Reading it, it’s easy to visualize the interview. Fox’s sabre-wielding publicists have backed the reporter into a corner, where they break his will with a lengthy, repetitive chant about image control. It feels like poor Stephen Marche promised his editors a cover story, found he would get no more than a half hour alone with Fox, and was forced to pad out his interview with narration about ancient rituals that have absolutely nothing to do with his subject. The transcription of that part of the conversation would probably read:
Marche: So, uh, you know the Aztecs?
Marche: They had this thing where they would, uh—gosh you’re pretty—where they would pick the prettiest kid in town and be nice to him for a year and then cut his heart out. So, you can relate to that?
Fox: It’s so similar. It totally is.
Bam! That’s 300 words right there!
You can tell how healthy a celebrity profile by how heavily it relies on the journalist’s voice. If nothing else, a profile should capture the way a star speaks. Getting to the heart of someone’s humanity in a half hour—in a day—is probably impossible. If we’re lucky, we can capture something about the way he or she talks, moves, or laughs. That’s a lot easier when your subject is Lee Marvin.
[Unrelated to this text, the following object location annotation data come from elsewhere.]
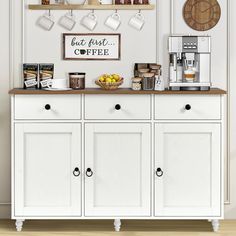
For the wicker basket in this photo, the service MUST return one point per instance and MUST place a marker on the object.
(109, 86)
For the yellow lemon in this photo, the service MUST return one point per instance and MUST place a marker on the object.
(102, 79)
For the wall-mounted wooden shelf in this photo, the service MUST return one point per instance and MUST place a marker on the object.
(91, 7)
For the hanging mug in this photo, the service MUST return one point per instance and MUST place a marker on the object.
(89, 21)
(113, 21)
(67, 21)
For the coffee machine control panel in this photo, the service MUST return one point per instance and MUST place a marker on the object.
(190, 44)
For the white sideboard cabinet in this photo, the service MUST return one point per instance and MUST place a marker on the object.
(95, 155)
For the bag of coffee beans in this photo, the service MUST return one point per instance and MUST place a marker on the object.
(46, 73)
(30, 75)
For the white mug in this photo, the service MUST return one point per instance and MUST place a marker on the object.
(58, 84)
(137, 21)
(89, 21)
(67, 21)
(46, 22)
(106, 1)
(113, 21)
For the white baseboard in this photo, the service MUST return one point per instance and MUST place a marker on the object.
(5, 211)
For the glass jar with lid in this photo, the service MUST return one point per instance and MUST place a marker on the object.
(136, 83)
(148, 81)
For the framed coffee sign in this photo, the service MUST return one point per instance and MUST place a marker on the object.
(91, 46)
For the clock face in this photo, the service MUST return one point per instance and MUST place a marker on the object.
(201, 15)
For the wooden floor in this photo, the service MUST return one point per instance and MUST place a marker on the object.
(105, 228)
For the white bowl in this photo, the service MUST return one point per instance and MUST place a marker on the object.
(78, 2)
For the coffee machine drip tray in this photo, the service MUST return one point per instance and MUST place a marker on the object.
(190, 86)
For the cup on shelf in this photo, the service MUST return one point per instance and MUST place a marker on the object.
(67, 21)
(113, 21)
(89, 21)
(137, 21)
(46, 22)
(106, 1)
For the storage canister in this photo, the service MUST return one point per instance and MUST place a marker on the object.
(148, 81)
(77, 80)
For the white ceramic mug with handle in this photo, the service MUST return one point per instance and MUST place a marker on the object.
(137, 21)
(67, 21)
(113, 21)
(46, 22)
(89, 21)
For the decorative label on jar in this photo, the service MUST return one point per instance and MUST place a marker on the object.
(159, 83)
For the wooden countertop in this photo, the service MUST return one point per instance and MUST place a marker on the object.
(213, 91)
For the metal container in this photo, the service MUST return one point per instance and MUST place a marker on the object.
(148, 81)
(77, 80)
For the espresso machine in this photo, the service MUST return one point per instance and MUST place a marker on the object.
(190, 62)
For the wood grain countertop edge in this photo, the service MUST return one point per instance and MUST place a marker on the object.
(20, 91)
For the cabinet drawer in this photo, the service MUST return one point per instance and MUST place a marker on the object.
(198, 107)
(48, 107)
(122, 107)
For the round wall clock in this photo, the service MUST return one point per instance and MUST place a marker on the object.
(201, 15)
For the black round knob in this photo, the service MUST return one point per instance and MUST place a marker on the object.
(188, 107)
(47, 107)
(117, 107)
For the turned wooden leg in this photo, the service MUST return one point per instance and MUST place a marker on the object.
(117, 224)
(215, 225)
(19, 225)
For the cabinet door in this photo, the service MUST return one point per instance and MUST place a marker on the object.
(119, 181)
(46, 156)
(189, 156)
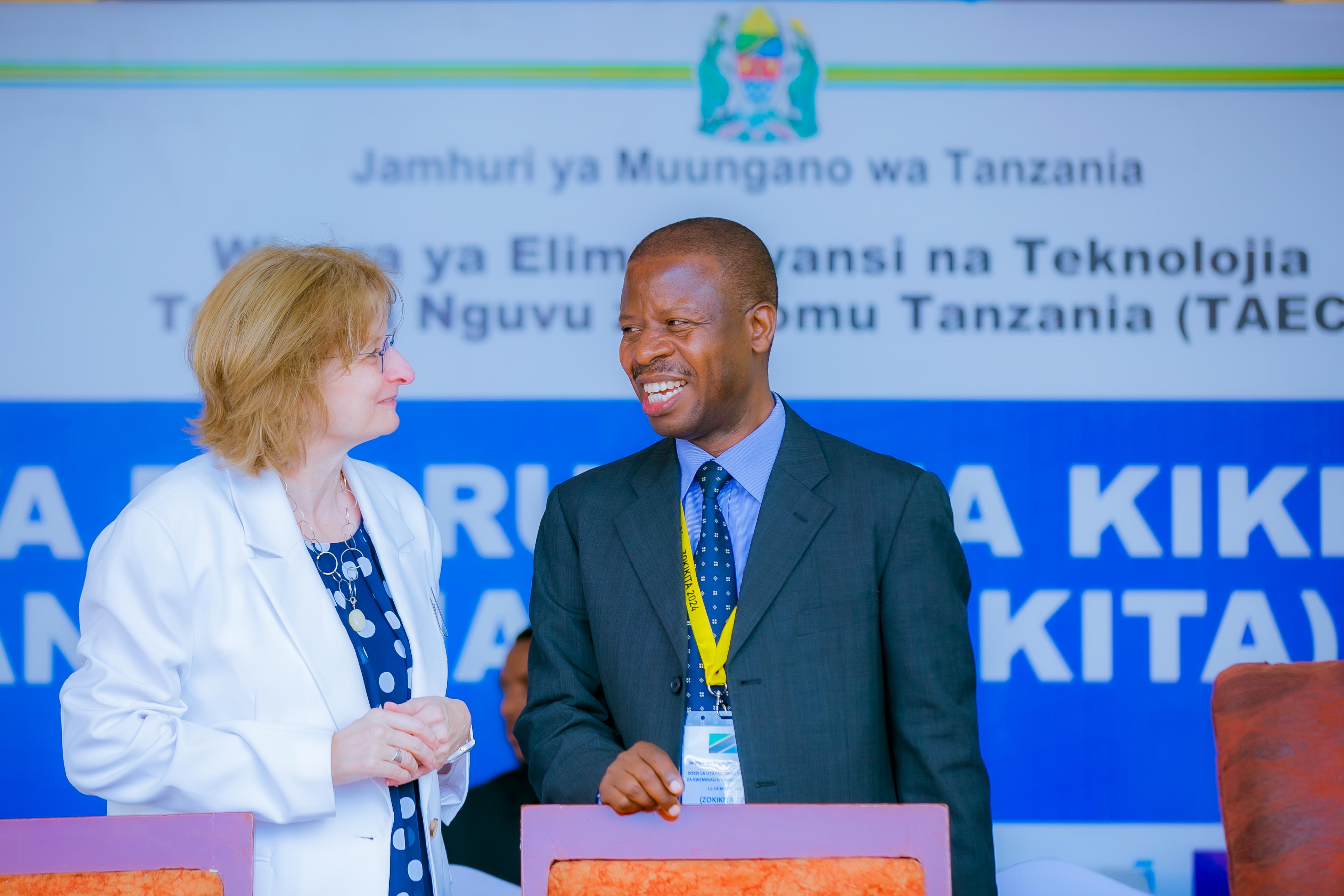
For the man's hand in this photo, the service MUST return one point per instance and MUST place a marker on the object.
(643, 780)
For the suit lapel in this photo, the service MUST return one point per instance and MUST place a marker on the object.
(407, 567)
(791, 516)
(291, 582)
(652, 536)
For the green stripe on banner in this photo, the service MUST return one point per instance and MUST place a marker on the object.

This 1970 profile of Lee Marvin is one of the best bits of classic celebrity journalism I have ever read. Nearly the whole story is quotes, and every one is a gem.
“I need a beer,” Marvin said. “Who’s gonna get me a beer? I’m gonna get me a beer? I feel like a beer. Hell, I need a beer. Where are my glasses?”
A few lines later:
“Where’s that – - – - ing beer, baby?” He dropped the book on the rug. “Look, if I want to develop an image, I’ll do it my own – - – - ing way.”
In 1970, there was no one in America who didn’t know what Lee Marvin looked like, what Lee Marvin talked like. The genius of a profile like this is that it shows him behaving exactly how we expect, but going ten times farther than we could have imagined. That guy really wants that beer. He really wants that steak. It’s easy to get halfway through the article before you notice the byline. Holy shit—Roger Ebert wrote this?!
Obviously, Marvin gave that interview without a publicist there. He was making his image his own fucking way. Or rather, he was protecting it. His image was of a man who didn’t give a damn, and he sold it to Rog. Drunken indifference doesn’t sell any more—not in sports, film, or the arts. There may be actors out there as fun as Lee Marvin, but they spend millions each year to make sure we never find out.